L’état du dossier permettant de s’interroger sur l’intérêt que la requête conservait pour son auteur, Mme B... a été invitée, par un courrier du 23 janvier 2025 de la présidente de la 4ème chambre, à en confirmer expressément le maintien et informée qu’à défaut de confirmation dans le délai d’un mois, elle serait réputée s’être désistée de l’ensemble de ses conclusions. Ce courrier a été mis à disposition de la requérante par l’intermédiaire de l’application Télérecours le 23 janvier 2025. Elle en a accusé réception le jour même. Mme B... n’ayant pas expressément répondu dans le délai imparti, à l’invitation qui lui était faite, elle est réputée s’être désistée de sa requête. Il y a lieu de lui donner acte de ce désistement.

O R D O N N E :

Article 1er : Il est donné acte du désistement d’instance de Mme B....

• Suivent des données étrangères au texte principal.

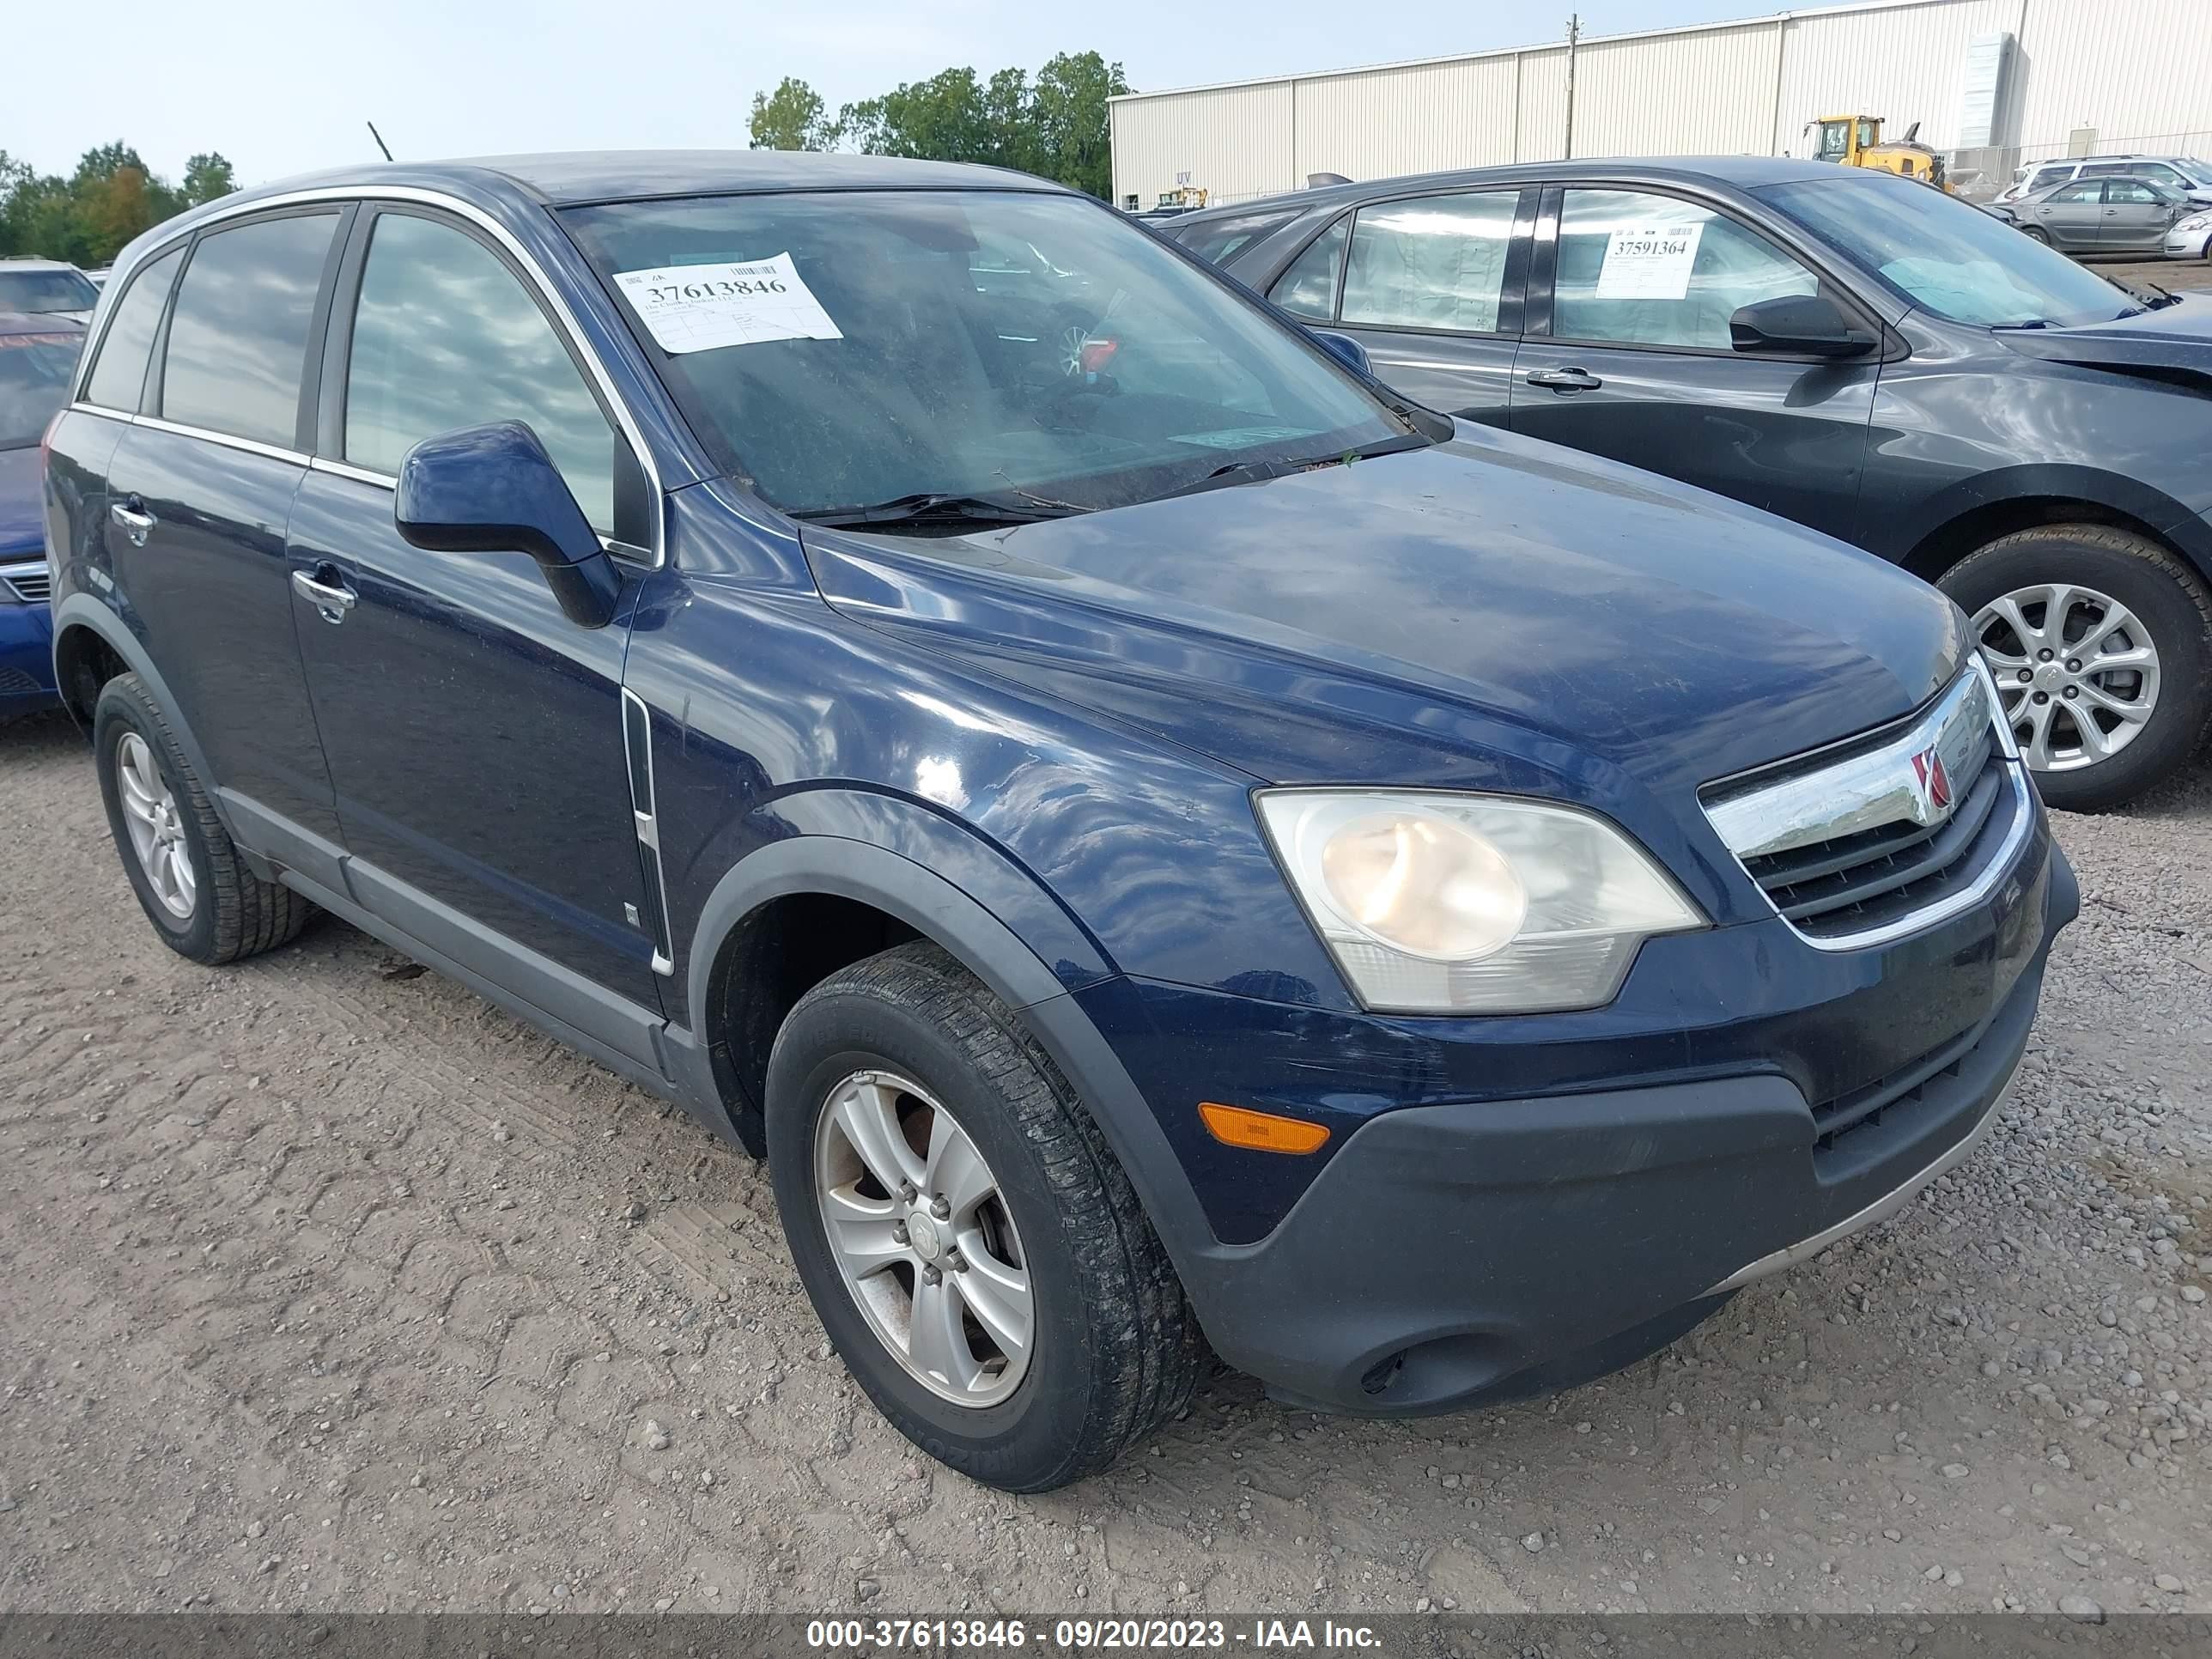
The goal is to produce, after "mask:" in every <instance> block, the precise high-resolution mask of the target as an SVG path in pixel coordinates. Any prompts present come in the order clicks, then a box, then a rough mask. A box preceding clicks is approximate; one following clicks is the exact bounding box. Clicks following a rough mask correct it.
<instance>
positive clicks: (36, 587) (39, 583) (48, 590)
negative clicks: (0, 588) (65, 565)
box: [0, 560, 53, 604]
mask: <svg viewBox="0 0 2212 1659" xmlns="http://www.w3.org/2000/svg"><path fill="white" fill-rule="evenodd" d="M0 582H7V586H9V588H11V591H13V593H15V597H18V599H22V602H24V604H46V599H51V597H53V577H51V575H49V573H46V562H44V560H38V562H35V564H0Z"/></svg>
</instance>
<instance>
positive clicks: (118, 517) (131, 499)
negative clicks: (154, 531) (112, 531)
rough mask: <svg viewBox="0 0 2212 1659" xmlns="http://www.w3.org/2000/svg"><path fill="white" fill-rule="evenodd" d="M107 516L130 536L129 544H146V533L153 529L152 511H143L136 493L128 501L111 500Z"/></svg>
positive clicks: (131, 545) (125, 532) (141, 544)
mask: <svg viewBox="0 0 2212 1659" xmlns="http://www.w3.org/2000/svg"><path fill="white" fill-rule="evenodd" d="M108 518H113V520H115V524H117V526H119V529H122V533H124V535H128V538H131V546H146V535H148V533H150V531H153V513H148V511H144V507H142V502H139V498H137V495H133V498H131V500H128V502H113V504H111V507H108Z"/></svg>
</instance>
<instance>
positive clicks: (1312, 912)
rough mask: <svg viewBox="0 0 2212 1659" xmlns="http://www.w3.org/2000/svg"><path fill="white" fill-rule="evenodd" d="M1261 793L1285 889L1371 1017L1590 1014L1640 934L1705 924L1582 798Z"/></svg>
mask: <svg viewBox="0 0 2212 1659" xmlns="http://www.w3.org/2000/svg"><path fill="white" fill-rule="evenodd" d="M1256 801H1259V816H1261V823H1263V825H1265V830H1267V838H1270V841H1272V843H1274V854H1276V858H1279V860H1281V863H1283V869H1285V872H1287V876H1290V885H1292V891H1296V894H1298V900H1301V902H1303V905H1305V911H1307V916H1312V920H1314V927H1318V929H1321V938H1323V940H1325V942H1327V947H1329V956H1334V958H1336V967H1338V969H1340V971H1343V975H1345V980H1347V982H1349V984H1352V989H1354V993H1356V995H1358V998H1360V1002H1363V1004H1365V1006H1369V1009H1376V1011H1385V1013H1557V1011H1564V1009H1595V1006H1601V1004H1606V1002H1610V1000H1613V995H1615V993H1617V991H1619V989H1621V978H1624V975H1626V973H1628V964H1630V962H1632V960H1635V956H1637V947H1639V945H1644V940H1648V938H1650V936H1652V933H1677V931H1681V929H1686V927H1703V925H1705V918H1703V916H1699V911H1697V905H1692V902H1690V900H1688V898H1686V896H1683V891H1681V889H1679V887H1677V885H1674V883H1672V880H1668V876H1666V872H1663V869H1659V865H1655V863H1652V860H1650V856H1648V854H1644V849H1641V847H1637V845H1635V843H1632V841H1628V836H1624V834H1621V832H1619V830H1615V827H1613V825H1610V823H1606V821H1604V818H1595V816H1590V814H1588V812H1577V810H1575V807H1555V805H1542V803H1537V801H1515V799H1504V796H1482V794H1444V792H1429V790H1402V792H1400V790H1261V794H1259V796H1256Z"/></svg>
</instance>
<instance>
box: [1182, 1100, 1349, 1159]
mask: <svg viewBox="0 0 2212 1659" xmlns="http://www.w3.org/2000/svg"><path fill="white" fill-rule="evenodd" d="M1199 1119H1201V1121H1203V1124H1206V1133H1208V1135H1212V1137H1214V1139H1217V1141H1221V1144H1223V1146H1243V1148H1248V1150H1252V1152H1316V1150H1321V1144H1323V1141H1325V1139H1329V1130H1327V1128H1323V1126H1321V1124H1301V1121H1298V1119H1296V1117H1276V1115H1274V1113H1254V1110H1252V1108H1250V1106H1217V1104H1214V1102H1210V1099H1201V1102H1199Z"/></svg>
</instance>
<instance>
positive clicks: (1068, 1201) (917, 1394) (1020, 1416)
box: [768, 942, 1201, 1491]
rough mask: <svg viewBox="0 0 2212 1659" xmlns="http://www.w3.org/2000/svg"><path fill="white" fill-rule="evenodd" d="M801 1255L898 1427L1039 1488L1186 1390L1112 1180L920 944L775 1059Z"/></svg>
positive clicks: (1175, 1399) (977, 1008)
mask: <svg viewBox="0 0 2212 1659" xmlns="http://www.w3.org/2000/svg"><path fill="white" fill-rule="evenodd" d="M768 1168H770V1175H772V1179H774V1186H776V1208H779V1210H781V1214H783V1234H785V1239H787V1241H790V1248H792V1259H794V1261H796V1265H799V1276H801V1279H803V1281H805V1287H807V1294H810V1296H812V1301H814V1310H816V1314H818V1316H821V1321H823V1327H825V1329H827V1332H830V1340H832V1343H834V1345H836V1349H838V1354H843V1358H845V1365H847V1367H849V1369H852V1374H854V1378H856V1380H858V1383H860V1387H863V1389H865V1391H867V1396H869V1398H872V1400H874V1402H876V1409H878V1411H883V1416H885V1418H889V1420H891V1425H894V1427H896V1429H898V1431H900V1433H905V1436H907V1438H909V1440H914V1444H918V1447H920V1449H922V1451H927V1453H931V1455H933V1458H940V1460H942V1462H947V1464H951V1467H953V1469H958V1471H960V1473H964V1475H971V1478H975V1480H982V1482H987V1484H991V1486H1002V1489H1006V1491H1046V1489H1051V1486H1062V1484H1066V1482H1071V1480H1079V1478H1082V1475H1088V1473H1095V1471H1099V1469H1104V1467H1106V1464H1110V1462H1113V1460H1115V1458H1117V1455H1121V1451H1126V1449H1128V1447H1130V1444H1133V1442H1137V1440H1141V1438H1144V1436H1146V1433H1150V1431H1152V1429H1155V1427H1157V1425H1159V1422H1164V1420H1166V1418H1168V1416H1172V1413H1175V1411H1179V1409H1181V1407H1183V1402H1186V1400H1188V1398H1190V1389H1192V1385H1194V1380H1197V1367H1199V1354H1201V1347H1199V1336H1197V1321H1194V1318H1192V1314H1190V1307H1188V1305H1186V1301H1183V1290H1181V1283H1179V1281H1177V1276H1175V1267H1172V1265H1170V1263H1168V1256H1166V1250H1161V1245H1159V1239H1157V1237H1155V1234H1152V1228H1150V1223H1148V1221H1146V1217H1144V1208H1141V1206H1139V1201H1137V1194H1135V1190H1133V1188H1130V1183H1128V1177H1126V1175H1124V1172H1121V1166H1119V1164H1117V1161H1115V1157H1113V1152H1110V1150H1108V1148H1106V1141H1104V1137H1102V1135H1099V1130H1097V1126H1095V1124H1093V1121H1091V1117H1088V1113H1086V1110H1084V1106H1082V1104H1079V1102H1077V1099H1075V1095H1073V1091H1071V1088H1068V1084H1066V1079H1064V1077H1062V1075H1060V1071H1057V1068H1055V1066H1053V1064H1051V1060H1048V1057H1046V1055H1044V1053H1042V1051H1040V1048H1037V1046H1035V1042H1033V1040H1031V1037H1029V1033H1026V1031H1024V1029H1022V1026H1020V1022H1015V1018H1013V1015H1011V1013H1009V1009H1006V1006H1004V1004H1002V1002H1000V1000H998V998H993V995H991V991H989V989H984V987H982V984H978V982H975V980H973V978H971V975H969V973H967V971H962V969H960V964H958V962H953V960H951V958H949V956H947V953H945V951H940V949H938V947H933V945H925V942H916V945H900V947H898V949H891V951H885V953H883V956H874V958H869V960H865V962H856V964H854V967H849V969H843V971H838V973H834V975H830V978H827V980H823V984H818V987H814V989H812V991H810V993H807V995H805V998H801V1002H799V1006H796V1009H792V1013H790V1018H787V1020H785V1022H783V1029H781V1031H779V1033H776V1046H774V1053H772V1055H770V1064H768Z"/></svg>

Article 2 : La présente ordonnance sera notifiée à Mme A... B... et au centre hospitalier de Blois.

Fait à Orléans, le 7 mars 2025.


La présidente de la 4ème chambre,





Sophie LESIEUX

La République mande et ordonne au ministre chargé de la santé et de l’accès aux soins en ce qui le concerne ou à tous commissaires de justice à ce requis en ce qui concerne les voies de droit commun, contre les parties privées, de pourvoir à l’exécution de la présente décision.